Zu guter letzt wacht "sie" auf.

Ich verstehe leider absolut nicht in welcher Hinsicht das ganze irgendwie aus der Art geschlagen, geschweige denn originell sein soll.
Wie viele Geschichten hat man schon gelesen, die sich zu Schluss als Traum entpuppen?
Hunderte? Tausende triffts wohl eher, und die fand ich alle nicht gut.
Also, ich will hier echt niemandem auf die Füße treten, aber bitte klärt mich auf, wenn mir hier ein paar feine Spitzen entgangen sind.

Danke, vanta

 

@Vantandriel:

Wie viele Geschichten hat man schon gelesen, die sich zu Schluss als Traum entpuppen?
Unzählige, und diese Pointe ist gerade in "Horror" zu recht verhasst, weil sie meistens nur eine Ausrede ist um sich keinen Schluss ausdenken zu müssen.
Hier liegt der Fall aber doch etwas anders, weil es keine Pointe ist dass es nur ein Traum ist, sondern das ist von Anfang an klar.
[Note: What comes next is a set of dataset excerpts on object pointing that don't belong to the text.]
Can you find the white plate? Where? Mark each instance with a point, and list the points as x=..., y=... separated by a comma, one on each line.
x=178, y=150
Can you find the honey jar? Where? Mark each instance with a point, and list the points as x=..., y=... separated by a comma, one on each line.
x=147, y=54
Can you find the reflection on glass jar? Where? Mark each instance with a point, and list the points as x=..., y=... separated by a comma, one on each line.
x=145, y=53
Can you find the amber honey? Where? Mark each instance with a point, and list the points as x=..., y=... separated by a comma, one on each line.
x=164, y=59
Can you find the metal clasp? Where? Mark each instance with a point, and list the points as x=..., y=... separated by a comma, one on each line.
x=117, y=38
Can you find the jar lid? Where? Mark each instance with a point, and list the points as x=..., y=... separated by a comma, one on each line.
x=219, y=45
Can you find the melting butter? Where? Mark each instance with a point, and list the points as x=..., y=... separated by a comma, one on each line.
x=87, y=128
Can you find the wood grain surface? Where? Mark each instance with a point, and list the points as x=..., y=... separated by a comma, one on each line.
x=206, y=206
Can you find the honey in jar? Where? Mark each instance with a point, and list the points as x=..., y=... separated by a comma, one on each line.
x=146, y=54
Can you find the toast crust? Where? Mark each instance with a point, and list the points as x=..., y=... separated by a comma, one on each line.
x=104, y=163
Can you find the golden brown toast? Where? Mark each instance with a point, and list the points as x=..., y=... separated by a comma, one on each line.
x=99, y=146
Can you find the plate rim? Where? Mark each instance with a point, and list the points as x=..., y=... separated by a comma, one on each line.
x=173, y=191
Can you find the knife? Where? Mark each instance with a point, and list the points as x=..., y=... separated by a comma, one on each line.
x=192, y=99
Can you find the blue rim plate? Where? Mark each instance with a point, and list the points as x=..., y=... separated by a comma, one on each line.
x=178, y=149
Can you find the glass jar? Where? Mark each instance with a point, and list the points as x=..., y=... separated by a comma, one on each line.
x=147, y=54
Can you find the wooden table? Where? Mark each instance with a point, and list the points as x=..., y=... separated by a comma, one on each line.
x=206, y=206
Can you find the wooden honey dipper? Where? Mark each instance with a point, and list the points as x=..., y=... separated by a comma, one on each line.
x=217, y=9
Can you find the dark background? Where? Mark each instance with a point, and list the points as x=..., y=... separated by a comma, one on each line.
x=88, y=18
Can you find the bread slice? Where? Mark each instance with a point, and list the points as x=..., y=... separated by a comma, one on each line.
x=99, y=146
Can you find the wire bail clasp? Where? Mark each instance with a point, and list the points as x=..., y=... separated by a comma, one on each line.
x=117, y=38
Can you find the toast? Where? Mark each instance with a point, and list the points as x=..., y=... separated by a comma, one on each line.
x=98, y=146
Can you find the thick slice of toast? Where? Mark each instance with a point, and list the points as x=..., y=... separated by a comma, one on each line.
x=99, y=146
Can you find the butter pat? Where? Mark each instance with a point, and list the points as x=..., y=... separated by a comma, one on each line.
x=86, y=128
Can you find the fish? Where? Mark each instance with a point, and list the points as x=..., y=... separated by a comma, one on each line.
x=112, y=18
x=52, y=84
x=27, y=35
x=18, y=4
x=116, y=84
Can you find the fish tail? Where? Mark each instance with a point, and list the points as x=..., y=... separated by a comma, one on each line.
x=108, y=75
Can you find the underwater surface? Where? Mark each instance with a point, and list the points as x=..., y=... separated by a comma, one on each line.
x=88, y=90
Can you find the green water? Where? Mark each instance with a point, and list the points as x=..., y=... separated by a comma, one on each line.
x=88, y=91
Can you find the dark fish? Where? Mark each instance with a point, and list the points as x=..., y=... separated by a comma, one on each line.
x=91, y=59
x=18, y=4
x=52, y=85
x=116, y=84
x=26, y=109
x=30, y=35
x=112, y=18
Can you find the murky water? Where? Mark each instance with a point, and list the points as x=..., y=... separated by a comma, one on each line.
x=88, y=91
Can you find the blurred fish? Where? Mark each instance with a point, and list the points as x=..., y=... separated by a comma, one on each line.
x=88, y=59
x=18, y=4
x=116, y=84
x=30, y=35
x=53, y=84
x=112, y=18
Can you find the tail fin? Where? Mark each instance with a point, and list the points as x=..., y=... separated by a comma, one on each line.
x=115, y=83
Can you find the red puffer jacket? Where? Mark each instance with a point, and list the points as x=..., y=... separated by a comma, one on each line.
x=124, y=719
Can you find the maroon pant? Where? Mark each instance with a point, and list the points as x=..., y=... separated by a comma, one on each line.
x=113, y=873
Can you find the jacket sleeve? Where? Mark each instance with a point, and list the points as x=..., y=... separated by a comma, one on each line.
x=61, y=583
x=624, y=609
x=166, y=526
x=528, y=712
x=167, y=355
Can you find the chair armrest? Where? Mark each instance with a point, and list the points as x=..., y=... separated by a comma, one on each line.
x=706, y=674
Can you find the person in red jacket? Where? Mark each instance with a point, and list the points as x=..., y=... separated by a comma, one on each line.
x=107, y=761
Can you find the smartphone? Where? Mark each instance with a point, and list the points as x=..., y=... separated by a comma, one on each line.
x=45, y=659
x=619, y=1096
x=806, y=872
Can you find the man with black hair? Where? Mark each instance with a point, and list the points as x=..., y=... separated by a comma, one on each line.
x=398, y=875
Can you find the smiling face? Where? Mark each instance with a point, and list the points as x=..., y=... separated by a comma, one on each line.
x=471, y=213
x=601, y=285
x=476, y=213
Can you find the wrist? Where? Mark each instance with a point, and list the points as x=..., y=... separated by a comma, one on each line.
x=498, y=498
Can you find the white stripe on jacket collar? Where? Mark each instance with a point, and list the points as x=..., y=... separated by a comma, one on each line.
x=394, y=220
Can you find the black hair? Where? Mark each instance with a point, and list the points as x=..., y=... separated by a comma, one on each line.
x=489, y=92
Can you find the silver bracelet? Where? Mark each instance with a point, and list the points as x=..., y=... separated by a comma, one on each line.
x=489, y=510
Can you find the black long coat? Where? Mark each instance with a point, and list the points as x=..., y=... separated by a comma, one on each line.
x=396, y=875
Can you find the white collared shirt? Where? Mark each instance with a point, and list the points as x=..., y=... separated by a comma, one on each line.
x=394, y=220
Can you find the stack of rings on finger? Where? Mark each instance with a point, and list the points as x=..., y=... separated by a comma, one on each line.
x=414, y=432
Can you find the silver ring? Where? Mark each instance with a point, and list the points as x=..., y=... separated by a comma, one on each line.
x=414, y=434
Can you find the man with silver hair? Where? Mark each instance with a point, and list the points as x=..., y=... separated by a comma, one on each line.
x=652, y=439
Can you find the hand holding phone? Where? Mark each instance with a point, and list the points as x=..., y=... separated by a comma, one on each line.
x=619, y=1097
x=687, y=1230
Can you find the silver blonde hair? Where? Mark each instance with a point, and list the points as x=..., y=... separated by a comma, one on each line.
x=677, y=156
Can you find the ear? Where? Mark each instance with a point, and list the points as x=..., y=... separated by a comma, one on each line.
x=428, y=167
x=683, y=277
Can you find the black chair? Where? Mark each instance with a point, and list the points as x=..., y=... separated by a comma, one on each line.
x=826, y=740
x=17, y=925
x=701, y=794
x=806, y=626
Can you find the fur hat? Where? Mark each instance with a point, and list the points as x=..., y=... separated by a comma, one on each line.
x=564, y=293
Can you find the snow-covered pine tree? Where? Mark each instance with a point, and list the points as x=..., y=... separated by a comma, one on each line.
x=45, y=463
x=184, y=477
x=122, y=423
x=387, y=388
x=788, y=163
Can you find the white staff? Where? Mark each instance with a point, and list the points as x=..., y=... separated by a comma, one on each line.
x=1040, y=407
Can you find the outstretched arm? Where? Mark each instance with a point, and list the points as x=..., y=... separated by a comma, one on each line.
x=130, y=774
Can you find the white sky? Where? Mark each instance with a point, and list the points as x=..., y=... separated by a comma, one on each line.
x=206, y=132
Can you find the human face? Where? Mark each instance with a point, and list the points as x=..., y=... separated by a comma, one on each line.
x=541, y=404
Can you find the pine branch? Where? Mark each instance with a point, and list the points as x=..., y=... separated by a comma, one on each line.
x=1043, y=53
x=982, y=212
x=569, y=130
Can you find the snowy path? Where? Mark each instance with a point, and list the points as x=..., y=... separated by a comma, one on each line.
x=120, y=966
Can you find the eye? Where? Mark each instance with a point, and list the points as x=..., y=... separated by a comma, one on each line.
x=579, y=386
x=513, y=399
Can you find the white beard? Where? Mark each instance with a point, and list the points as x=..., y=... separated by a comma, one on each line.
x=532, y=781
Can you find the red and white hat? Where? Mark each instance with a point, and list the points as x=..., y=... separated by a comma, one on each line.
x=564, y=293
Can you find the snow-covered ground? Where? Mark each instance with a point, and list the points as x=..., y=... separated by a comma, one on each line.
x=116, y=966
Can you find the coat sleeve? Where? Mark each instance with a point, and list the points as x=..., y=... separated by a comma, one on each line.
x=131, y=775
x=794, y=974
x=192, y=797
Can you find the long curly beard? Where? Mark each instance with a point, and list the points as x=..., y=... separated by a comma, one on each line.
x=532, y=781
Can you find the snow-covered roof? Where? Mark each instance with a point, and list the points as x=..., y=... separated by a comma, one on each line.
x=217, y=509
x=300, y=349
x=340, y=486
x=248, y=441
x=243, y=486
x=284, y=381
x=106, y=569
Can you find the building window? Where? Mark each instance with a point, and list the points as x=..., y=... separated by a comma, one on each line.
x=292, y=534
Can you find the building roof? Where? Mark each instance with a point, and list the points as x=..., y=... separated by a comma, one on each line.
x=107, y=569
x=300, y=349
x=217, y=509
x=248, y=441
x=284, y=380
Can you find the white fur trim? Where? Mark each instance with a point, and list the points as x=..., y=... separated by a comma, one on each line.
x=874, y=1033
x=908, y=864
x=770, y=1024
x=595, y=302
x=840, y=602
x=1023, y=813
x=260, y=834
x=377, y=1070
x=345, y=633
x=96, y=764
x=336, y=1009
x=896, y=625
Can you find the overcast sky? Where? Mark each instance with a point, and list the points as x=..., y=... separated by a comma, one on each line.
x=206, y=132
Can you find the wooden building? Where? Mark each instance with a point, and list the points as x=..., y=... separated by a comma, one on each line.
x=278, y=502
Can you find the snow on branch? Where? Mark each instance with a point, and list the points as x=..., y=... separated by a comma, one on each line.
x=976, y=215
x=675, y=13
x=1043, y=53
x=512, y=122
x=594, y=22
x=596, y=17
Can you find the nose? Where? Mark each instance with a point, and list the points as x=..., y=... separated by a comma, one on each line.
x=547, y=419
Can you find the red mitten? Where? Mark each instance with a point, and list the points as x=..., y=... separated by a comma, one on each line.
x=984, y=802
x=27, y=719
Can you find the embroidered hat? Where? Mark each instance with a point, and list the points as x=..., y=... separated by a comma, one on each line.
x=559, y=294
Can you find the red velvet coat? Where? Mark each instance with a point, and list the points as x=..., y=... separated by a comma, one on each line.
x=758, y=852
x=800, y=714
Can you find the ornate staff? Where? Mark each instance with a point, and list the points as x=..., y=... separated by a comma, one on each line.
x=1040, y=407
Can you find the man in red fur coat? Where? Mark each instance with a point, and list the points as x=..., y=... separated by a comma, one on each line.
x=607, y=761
Hier geht es eher darum, wie real Träume einem erscheinen können - und dass sie, obwohl sie nicht die Wirklichkeit zeigen, manchmal sogar die Macht haben Gefühle und Gedanken zu erzeugen, die einen noch im Wachen verfolgen.

G.

 

Wo wird die Realität in Gegensatz zum Traum gesetzt?
Die Relation wird nicht hervorgekehrt, der Gegensatz.
Und der Traum lebt in keiner Weise in der Wirklichkeit weiter-
sie hat den Alptraum, dann wacht sie auf, und alles ist schlagartig vorbei- die Geschichte inbegriffen.

Der "Wachzustand" kommt praktisch nicht vor, und ist es nicht in jeder x- beliebigen "Alles- war- nur- ein- Traum"- Geschichte so, dass das Erträumte vollkommen real erscheint?

Ich kann deiner Argumentation nicht zustimmen.